Polen: Großdemo nach Tod von schwangerer Frau
Zehntausende Menschen haben sich in Polen zu einer Großdemo versammelt. Der Grund: Eine schwangere Frau ist aufgrund des Abtreibungsverbotes gestorben.
Die 30-Jährige soll laut Angaben das erste Opfer des neuen Gesetzes sein.
Abtreibungsverbot: Großdemo in Polen
In Polen sind zehntausende Menschen auf die Straße gegangen, um gegen das umstrittene, nahezu vollständige, Abtreibungsverbot zu protestieren. Im Oktober ist eine 30-Jährige aufgrund des neuen Gesetzes gestorben. Denn Izabela, wie die Frau hieß, wurde in ein Krankenhaus in Pszczyna im Süden des Landes eingeliefert. Sie hatte mit großen Problemen in der 22. Schwangerschaftswoche zu kämpfen. „Die Ärzte haben den Tod des Fötus abgewartet. Der Fötus ist tot, die Patientin ist tot, septischer Schock„, teilt die Anwältin der Familie, Jolanta Budzowska, mit.
Laut der Juristin haben es die Ärzte nicht gewagt, das Leben der Frau durch einen Schwangerschaftsabbruch zu retten. Laut offiziellen Berichten sollen die behandelten Krankenhausärzte von ihrem Dienst suspendiert worden sein. Die Staatsanwaltschaft hat die Ermittlungen aufgenommen.
Die Demonstranten zogen mit ihren Protestzügen unter anderem durch Polens Hauptstadt Warschau. „Nicht eine Einzige mehr“ war auf Schildern zu lesen, dazu ein Foto der 30-jährigen Izabela. Die Schwangere sei nach Angaben von Frauenrechtsgruppen „das erste Opfer des seit einem Jahr geltenden nahezu vollständigen Abtreibungsverbotes.“
„Das aktuelle Recht tötet Frauen“
Seit einem Jahr finden immer wieder Proteste gegen das Verbot statt. Der Tod von Izabela hat den Demonstranten einen erneuten traurigen Grund gegeben, um sich gegen das Verbot stark zu machen. „Ich bin hier, damit keine einzige Frau mehr in Gefahr ist„, berichtet eine Demonstrantin der Nachrichtenagentur AFP. „Das aktuelle Recht tötet Frauen.“
Im Oktober 2020 hat das Oberste Gericht mit der Unterstützung der polnischen Regierung das Abtreibungsrecht in dem Land noch weiter verschärft. Denn seit einem Jahr ist es auch verboten, schwer fehlgebildete Föten abzutreiben. Dieses wird als verfassungswidrig angesehen. Eine Abtreibung sei „nur“ noch nach einer Vergewaltigung und bei Lebensgefahr der Mutter möglich. Im Fall der 30-jährigen Izabela endete das Verbot nun tödlich.
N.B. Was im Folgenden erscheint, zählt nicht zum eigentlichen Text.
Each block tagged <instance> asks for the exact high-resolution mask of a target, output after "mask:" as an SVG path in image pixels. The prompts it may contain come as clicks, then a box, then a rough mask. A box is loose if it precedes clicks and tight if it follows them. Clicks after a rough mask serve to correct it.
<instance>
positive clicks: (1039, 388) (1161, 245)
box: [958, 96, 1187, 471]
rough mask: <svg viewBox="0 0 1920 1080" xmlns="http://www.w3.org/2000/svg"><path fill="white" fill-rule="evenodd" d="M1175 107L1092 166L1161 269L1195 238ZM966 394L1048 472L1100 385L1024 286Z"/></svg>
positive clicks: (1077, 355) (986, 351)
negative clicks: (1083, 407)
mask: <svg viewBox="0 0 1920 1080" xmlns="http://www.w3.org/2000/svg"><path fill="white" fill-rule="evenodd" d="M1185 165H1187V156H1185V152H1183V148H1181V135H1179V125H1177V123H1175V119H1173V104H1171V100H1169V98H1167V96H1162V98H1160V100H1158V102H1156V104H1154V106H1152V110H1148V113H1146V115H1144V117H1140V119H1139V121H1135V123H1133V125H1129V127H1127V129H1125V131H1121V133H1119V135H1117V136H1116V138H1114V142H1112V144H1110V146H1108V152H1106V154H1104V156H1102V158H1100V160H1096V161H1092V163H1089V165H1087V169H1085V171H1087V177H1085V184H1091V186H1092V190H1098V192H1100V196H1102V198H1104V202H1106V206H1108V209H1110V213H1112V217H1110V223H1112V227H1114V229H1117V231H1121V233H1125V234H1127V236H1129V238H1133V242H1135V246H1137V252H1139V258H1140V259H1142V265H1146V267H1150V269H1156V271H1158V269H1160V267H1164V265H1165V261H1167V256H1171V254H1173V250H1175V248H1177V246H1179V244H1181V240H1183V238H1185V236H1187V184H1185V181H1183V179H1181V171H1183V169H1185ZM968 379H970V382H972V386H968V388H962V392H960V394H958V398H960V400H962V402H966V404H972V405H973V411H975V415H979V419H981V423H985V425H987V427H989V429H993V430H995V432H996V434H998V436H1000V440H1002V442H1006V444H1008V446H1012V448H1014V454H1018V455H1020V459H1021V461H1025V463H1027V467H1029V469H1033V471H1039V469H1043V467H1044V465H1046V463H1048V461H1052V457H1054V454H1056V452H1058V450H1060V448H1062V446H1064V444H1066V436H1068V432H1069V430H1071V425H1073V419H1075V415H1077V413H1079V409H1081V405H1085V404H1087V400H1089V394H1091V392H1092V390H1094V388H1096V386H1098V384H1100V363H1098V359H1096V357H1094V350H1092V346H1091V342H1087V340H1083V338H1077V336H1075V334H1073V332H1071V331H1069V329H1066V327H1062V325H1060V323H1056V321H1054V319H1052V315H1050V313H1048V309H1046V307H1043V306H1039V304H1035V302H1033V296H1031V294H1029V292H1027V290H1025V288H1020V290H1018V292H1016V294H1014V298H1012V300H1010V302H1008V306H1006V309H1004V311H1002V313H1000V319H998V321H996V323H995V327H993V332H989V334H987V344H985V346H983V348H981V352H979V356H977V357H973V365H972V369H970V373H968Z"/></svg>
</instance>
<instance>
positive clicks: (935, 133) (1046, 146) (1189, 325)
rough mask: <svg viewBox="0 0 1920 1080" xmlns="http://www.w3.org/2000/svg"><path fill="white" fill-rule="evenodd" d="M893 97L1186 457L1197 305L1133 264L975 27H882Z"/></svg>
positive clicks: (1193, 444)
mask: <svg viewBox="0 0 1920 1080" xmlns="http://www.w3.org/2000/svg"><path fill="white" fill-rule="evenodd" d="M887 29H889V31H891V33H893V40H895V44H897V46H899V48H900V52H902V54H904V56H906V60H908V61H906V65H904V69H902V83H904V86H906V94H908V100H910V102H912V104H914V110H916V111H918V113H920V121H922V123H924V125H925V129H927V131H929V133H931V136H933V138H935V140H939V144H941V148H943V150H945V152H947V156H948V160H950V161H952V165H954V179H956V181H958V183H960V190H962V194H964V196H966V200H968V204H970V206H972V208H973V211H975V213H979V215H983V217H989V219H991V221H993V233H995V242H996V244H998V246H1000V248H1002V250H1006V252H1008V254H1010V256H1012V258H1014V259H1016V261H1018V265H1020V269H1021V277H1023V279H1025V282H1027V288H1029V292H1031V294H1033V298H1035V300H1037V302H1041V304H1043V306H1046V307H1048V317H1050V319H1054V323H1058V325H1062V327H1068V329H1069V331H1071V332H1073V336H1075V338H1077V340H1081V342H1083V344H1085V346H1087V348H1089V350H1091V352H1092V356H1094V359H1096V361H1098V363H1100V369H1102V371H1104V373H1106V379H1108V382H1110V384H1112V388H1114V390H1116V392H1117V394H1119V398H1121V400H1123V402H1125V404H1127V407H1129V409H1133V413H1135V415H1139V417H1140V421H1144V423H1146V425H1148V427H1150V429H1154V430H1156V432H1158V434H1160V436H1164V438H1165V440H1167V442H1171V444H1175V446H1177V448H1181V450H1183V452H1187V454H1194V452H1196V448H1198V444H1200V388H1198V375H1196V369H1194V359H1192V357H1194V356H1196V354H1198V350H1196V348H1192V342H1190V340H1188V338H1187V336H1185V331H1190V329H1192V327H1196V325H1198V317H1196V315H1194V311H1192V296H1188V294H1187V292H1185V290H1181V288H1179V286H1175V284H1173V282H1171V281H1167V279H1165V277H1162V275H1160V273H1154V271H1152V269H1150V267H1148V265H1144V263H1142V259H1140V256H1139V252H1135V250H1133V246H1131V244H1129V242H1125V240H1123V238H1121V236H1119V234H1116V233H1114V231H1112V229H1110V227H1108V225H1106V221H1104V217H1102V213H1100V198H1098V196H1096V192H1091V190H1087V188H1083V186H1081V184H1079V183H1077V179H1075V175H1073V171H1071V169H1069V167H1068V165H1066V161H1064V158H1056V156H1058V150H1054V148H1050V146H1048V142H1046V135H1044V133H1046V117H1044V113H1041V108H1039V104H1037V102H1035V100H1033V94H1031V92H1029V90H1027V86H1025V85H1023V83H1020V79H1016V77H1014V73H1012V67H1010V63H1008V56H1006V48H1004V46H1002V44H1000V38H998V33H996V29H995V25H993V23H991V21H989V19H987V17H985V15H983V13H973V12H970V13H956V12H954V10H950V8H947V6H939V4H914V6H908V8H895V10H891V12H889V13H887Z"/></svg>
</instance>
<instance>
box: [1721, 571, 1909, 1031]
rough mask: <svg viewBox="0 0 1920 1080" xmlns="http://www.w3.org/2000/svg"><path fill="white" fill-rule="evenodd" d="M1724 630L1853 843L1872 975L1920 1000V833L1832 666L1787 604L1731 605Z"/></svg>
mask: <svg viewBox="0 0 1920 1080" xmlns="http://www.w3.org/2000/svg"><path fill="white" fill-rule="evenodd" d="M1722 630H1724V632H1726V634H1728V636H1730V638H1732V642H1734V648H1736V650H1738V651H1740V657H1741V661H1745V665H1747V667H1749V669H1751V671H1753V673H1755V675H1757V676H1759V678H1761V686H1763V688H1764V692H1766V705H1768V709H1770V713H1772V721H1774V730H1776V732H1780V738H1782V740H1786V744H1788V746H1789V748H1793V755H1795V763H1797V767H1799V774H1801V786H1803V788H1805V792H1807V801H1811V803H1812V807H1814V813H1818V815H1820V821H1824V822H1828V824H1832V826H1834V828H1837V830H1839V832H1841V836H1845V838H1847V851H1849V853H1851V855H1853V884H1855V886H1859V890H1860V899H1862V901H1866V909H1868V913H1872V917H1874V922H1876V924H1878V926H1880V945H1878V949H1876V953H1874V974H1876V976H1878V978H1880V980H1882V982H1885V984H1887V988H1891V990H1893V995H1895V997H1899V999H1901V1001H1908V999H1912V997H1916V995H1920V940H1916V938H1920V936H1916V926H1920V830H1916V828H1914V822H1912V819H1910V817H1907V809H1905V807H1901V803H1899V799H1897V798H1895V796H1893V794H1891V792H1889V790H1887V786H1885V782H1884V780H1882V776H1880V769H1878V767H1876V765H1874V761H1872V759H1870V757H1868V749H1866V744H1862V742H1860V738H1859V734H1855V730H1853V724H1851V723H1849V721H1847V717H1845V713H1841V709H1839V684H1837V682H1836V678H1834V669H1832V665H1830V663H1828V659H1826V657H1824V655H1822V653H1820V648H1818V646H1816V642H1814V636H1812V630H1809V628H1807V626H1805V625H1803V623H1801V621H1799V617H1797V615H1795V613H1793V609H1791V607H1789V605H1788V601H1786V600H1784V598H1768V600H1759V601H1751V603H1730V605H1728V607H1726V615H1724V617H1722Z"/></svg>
Etwa 200.000 illegale Abtreibungen im Jahr
Schwangere müssen nun auch Kinder gebären, die keine Überlebenschance nach der Geburt haben. Der Vorsitzende der Regierungspartei „Recht und Gerechtigkeit“ (PiS), Jarosław Kaczyński, begründet die Entscheidung damit, dass diese Kinder dann im katholischen Sinne „getauft und beerdigt werden und einen Namen bekommen können„.
Pro Jahr soll es in Polen weniger als 2.000 legale Abtreibungen geben. Laut Frauenrechtsorganisationen soll die Dunkelziffer, also die Zahl jener Frauen, die eine illegale Abtreibung durchführen, jährlich etwa 200.000 betragen. Viele schwangere Polinnen sollen dafür auch ins Ausland gehen.